Fortunately for Doug Evans, Bertha Tardy’s daughter, Roxanne Ballard found a check on her mother’s desk for $82.52 written to an ex-employee named Curtis Flowers. On his first day of work, several lawnmower batteries had fallen off a delivery truck Curtis was driving and Bertha said she would be deducting several hundred dollars from his next pay check. Frustrated by the prospect of working a full week without pay, Curtis didn’t return to work after the July 4th holiday.

Two weeks later, four innocent people were dead. Roxanne Ballard didn’t think Curtis Flowers had murdered her mother, she knew it.

In Winona’s black community, Curtis Flowers was known as a shy but fun-loving gospel singer who had never been in trouble with the law. On the white side of the tracks, however, he became a cold blooded killer willing to send four innocent people to their graves over eighty-two dollars and fifty-two cents.

At his trial in June, it became clear that investigators singled out Curtis Flowers as their only suspect within two hours of the crime. All they had to go on was Roxanne Ballard’s assurance that Curtis was the killer and that was enough.

You may be wondering why a 1996 murder was tried fourteen years after the fact. Actually, Curtis Flowers has now been to trial six times on the same evidence. Three cases have been overturned by the Mississippi Supreme Court due to prosecutorial misconduct and two trials ended in hung juries.

Shunting the worst crime in Winona history into the cold case file was simply not an option. So Doug Evans sent his investigator door to door on the black side of town with a picture of Curtis Flowers and a poster announcing a $30,000 reward. Black residents were asked if they had seen the suspect pass by their home the morning of the Tardy murders.
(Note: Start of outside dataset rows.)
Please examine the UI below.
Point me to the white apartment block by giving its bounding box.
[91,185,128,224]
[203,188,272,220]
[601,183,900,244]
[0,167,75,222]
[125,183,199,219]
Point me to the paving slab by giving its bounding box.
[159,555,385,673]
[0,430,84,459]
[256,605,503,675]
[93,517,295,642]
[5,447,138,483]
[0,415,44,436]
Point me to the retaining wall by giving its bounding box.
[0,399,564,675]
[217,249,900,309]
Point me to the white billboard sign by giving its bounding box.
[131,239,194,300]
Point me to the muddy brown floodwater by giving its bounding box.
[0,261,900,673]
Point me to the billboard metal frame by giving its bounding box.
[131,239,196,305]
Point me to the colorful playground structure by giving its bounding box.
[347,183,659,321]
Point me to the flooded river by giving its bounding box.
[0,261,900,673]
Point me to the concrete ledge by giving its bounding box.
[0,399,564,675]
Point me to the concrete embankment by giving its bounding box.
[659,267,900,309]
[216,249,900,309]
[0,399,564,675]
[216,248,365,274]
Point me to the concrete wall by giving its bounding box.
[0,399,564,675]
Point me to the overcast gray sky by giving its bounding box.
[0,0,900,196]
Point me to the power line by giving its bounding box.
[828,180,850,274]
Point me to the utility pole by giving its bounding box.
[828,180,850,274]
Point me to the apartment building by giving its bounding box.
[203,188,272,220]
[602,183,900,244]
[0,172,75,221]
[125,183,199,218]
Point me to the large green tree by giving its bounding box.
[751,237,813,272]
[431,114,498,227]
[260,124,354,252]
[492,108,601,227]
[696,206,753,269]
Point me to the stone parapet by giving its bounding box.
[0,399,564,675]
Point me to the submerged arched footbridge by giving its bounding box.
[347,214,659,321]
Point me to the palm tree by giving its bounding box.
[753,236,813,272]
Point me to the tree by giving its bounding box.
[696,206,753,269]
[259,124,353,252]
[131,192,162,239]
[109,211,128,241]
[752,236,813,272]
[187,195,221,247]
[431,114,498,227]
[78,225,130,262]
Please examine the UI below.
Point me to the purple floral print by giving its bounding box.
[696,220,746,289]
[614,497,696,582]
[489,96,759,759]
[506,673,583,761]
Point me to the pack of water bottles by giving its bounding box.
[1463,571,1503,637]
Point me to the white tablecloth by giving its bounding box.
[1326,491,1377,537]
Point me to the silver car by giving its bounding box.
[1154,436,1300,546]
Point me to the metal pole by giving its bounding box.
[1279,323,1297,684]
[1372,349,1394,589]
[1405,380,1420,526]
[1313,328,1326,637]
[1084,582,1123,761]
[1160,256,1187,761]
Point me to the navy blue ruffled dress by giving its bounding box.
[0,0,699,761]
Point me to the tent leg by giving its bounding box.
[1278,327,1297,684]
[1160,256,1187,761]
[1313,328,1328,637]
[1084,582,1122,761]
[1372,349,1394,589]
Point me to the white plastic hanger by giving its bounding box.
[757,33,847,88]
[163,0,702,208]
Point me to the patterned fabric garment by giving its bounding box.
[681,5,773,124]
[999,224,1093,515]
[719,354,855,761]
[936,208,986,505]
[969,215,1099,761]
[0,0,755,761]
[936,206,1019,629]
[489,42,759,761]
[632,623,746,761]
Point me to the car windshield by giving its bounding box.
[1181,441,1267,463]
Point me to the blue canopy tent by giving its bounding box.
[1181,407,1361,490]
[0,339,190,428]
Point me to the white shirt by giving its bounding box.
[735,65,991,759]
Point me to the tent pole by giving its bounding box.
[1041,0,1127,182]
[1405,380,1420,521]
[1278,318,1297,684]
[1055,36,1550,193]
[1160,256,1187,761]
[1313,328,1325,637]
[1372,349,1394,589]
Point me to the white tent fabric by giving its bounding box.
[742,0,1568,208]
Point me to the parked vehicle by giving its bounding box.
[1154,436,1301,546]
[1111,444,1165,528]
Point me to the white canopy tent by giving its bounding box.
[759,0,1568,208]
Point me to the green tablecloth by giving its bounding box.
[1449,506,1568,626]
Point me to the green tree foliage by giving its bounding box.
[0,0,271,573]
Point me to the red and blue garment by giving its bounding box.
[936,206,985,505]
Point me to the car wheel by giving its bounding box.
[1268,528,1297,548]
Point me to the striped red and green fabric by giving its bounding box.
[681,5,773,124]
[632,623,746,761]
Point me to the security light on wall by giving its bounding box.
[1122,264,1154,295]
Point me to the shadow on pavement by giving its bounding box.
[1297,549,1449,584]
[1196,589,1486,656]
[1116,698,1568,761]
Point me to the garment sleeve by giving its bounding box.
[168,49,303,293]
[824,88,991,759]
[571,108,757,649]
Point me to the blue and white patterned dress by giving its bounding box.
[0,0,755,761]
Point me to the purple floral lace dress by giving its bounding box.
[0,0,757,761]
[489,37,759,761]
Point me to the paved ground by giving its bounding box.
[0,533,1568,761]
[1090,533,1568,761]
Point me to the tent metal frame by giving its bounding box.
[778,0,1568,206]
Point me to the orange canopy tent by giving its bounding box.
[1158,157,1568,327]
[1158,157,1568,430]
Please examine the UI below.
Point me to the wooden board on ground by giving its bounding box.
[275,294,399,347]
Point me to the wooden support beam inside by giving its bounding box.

It took seven months to come up with a handful of eye witnesses. A woman who initially described seeing a short stranger was repeatedly called down to the police station until she finally confirmed the official story. At five foot ten, Flowers didn’t qualify as “short” and was hardly a stranger; the witness had heard him singing with his father’s gospel group on many occasions over the years.

Another witness has been in and out of mental hospitals on several occasions since this legal saga began. During one trial, she had to be transported from the mental hospital to the courthouse so she could testify.

A third witness says she saw Flowers running from the Tardy Furniture store, but her testimony is contradicted by the man who gave her a ride that morning and by several family members who insist she was with them at the time.

Another witness testifies that she saw Curtis leave his apartment on two occasions the morning of the crime. Last month, this witness was convicted in federal court for claiming over $600,000 in false income tax deductions.

This news came too late for Curtis. In June of this year he was sentenced to death by lethal injection.

Only once has Curtis Flowers been tried by a true jury of his peers. In trial four, all five black jurors held out for acquittal while all seven white jurors voted to convict.